The sublet she and Dench were in now was a nice one, a fluke, a modern, flat-roofed, stone-and-redwood ranch house with a carport in a neighborhood that was not far from the hospital and was therefore full of surgeons and radiologists and their families. The hospital itself was under construction and the cranes bisected the sky. Big-jawed excavators and backhoes worked beneath lights at night. Walking the dog, she once watched as an excavator’s mandibled head was released and fell to the ground; the headless neck then leaned down and began to nudge it, as if trying to find out if it might still be alive. Of course there was an operator, but after that it was hard to think of a creature like this as a machine. When a wall was knocked down, and its quiet secrets sent scattering, the lines between things seemed up for grabs.

The person who owned their house was not connected to the hospital. He was an entrepreneur named Ian who had made a bundle in the nineties on some sort of business software and who for long stretches of time lived out of state — in Ibiza, Zihuatanejo, and Portland — in order to avoid the cold. The house came furnished except, strangely, for a bed, which they bought. On their first day they found food in the refrigerator with not even mold but dust on it. “I don’t know,” said Dench. “Look at the closets. This must be what Ian was using. With hooks this strong maybe we don’t need a bed. We can just hang ourselves there at night, like bats.”

With Dench she knew, in an unspoken way, that she was the one who was supposed to get them to wherever it was they were going. She was supposed to be the GPS lady who, when you stopped for gas, said, “Get back on the highway.” She tried to be that voice with Dench: stubborn, unflappable, keeping to the map and not saying what she knew the GPS lady really wanted to say, which was not “Recalculating” but “What in fucking hell are you thinking?”

“It all may look wrong from outer space, which is where a GPS is seeing it from,” Dench would say, when proposing alternatives of any sort, large or small, “but on the ground there’s a certain logic. Stick with me on this one. You can have all the others.”

There were no sidewalks in this wooded part of town. The sap of the stick-bare trees was just stirring after what looked like a fierce fire of a winter. The roadside gullies that would soon warm and sprout joe-pye weed and pea were still just pebble-flecked mud, and KC’s dog, Cat, sniffed his way along, feeling the winter’s melt, the ground loosening its fertile odor of wakened worms. Overhead the dirt pearl sky of March hung low as a hat brim. The houses were sidled next to marshes and sycamores, and as she walked along the roads occasionally a car would pass, and she would yank on Cat’s leash to heel him close. The roads, all named after colleges out east — Dartmouth Drive, Wellesley Way, Sweet Briar Road; where was her alma mater, SUNY New Paltz Street? — were glistening with the flat glossy colors of flattened box turtles who’d made the spring crossing too slowly and were now stuck to the macadam, thin and shiny as magazine ads.

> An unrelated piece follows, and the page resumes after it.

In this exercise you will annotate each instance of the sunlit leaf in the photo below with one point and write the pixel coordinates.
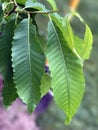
(53, 4)
(66, 72)
(28, 63)
(45, 84)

HOSPICE CARE: IT’S NEVER TOO SOON TO CALL read a billboard near the coffee shop in what constituted the neighborhood’s commercial roar. Next to it a traffic sign read PASS WITH CARE. Surrealism could not be made up. It was the very electricity of the real. The largest part of the strip was occupied by an out-of-business bookstore whose plate-glass windows were already cloudy with dust. The D was missing from the sign so that it now read BOR ERS. In insolvency, truth: soon the chain would be shipping its entire stock to the latrines of Swaziland.

Cat was a good dog, part corgi, part Lab, and if KC wore her sunglasses into the coffee shop he could pass for a Seeing Eye dog, and she a blind person, so she didn’t have to tie him to a parking sign out front.